Leftovers, Leadership, and Legacy.
One of the advantages of living with my late sister-mum was the nostalgia we shared about growing up. We reminisce how Dad and Mum always had leftovers for us from their own food even when we had eaten. Mum or Dad always had leftovers on their plate, not because they couldn’t finish their food but because the Yoruba worldview presupposes that adults must always have leftovers for the younger ones. (Agba ma jeun kun sawo fun omode)
The Judeo-Christian text backs this Yoruba philosophy that a good man leaves an inheritance for his children’s children’s children (Proverb 13 vs 22). Three generations of wealth or leftovers! Jesus seems to affirm this when he said to them after feeding the five thousand, "Gather the leftovers; let nothing be wasted.". There is a tribe in the Judeo-Christian text called the tribe of Benjamin; we were told they kill in the morning, but they don't finish it. They save it for later. “Benjamin is a ravenous wolf; in the morning he devours the prey, in the evening he divides the plunder.”(Genesis 49:27)
There is a kinship of metaphor between leadership, leftover, and legacy. A good leader is not just concerned about the moment; they are concerned about what is left over and the legacy. Good leadership is not about leftovers for those who are present and alive. They think of legacy for the future and those yet unborn.
What have we left over for the next generations? Debt? bitter politics? Male chauvinism and misogyny? There is a crisis of leadership all over the world at all levels of individual, group, and society.
When people defend their oppressor, I ask, what leftover (read as government program) can you say benefited generations? Not that a politician paid for your surgery; I mean a government program (read as legacy or leftover) that transcended them that all people across the divide benefited from.
Continuing in the same direction, I have been peeking in and out of social media the last few days with the furor over the former Nigerian military leader's memoir. It still amazes me that people call him "president" instead of former dictator. All of the legacy and leftover from his Structural Adjustment Program (SAP) still continue to taunt and haunt almost all aspects of society to date.

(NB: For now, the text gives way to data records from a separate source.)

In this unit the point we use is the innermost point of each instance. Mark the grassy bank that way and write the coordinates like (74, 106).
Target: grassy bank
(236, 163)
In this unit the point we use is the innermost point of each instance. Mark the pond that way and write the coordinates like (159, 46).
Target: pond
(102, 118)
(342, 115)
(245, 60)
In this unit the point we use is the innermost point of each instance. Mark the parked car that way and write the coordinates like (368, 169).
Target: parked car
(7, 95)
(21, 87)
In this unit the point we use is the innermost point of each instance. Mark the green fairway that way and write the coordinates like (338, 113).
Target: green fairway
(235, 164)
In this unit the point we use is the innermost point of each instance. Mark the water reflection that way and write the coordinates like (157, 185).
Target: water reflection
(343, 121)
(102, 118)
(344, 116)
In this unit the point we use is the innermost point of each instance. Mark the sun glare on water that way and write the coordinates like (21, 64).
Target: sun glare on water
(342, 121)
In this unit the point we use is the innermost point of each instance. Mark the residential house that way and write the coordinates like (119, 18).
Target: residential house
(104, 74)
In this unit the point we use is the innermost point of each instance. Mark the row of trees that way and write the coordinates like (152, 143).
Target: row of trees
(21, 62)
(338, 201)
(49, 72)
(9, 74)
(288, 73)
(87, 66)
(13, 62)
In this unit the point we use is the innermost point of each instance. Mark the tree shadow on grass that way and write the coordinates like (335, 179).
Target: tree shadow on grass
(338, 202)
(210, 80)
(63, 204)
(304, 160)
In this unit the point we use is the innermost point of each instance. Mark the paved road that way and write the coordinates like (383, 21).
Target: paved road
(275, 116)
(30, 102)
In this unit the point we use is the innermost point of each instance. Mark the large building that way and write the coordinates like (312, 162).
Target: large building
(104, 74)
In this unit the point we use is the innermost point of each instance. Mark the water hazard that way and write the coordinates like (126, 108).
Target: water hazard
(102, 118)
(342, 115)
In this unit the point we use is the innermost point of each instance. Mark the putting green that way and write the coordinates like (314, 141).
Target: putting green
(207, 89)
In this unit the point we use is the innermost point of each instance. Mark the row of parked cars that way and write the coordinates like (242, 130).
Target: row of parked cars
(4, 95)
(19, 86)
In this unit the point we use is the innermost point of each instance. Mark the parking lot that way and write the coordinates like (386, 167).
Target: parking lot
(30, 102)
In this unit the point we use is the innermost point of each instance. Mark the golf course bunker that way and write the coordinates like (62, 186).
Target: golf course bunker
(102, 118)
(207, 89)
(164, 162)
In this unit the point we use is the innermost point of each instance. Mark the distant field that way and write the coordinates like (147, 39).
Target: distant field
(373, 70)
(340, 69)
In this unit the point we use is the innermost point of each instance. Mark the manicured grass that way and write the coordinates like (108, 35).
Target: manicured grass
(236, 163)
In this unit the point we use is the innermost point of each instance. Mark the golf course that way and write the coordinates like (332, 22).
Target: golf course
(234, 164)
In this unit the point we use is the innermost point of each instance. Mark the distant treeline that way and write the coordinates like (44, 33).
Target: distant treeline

A few weeks ago was four years since my sister-mum's death, and despite all that has happened since her demise, her legacy of love, kindness, and loyalty cannot be denied either by friends or foes.
Leadership, legacy, and leftovers are not always until you get up there in that high position; it is sometimes about what you do with where you are now. With the people and lives entrusted to you.
I told someone a few days ago that they should remember I have always had leftovers for them. From undergraduate days when I was living on a ridiculous amount of stipend to NYSC days to all my wilderness year (if you know, you know).
Trying to come out from my social media hiatus, I thought to ask, is there any leftover?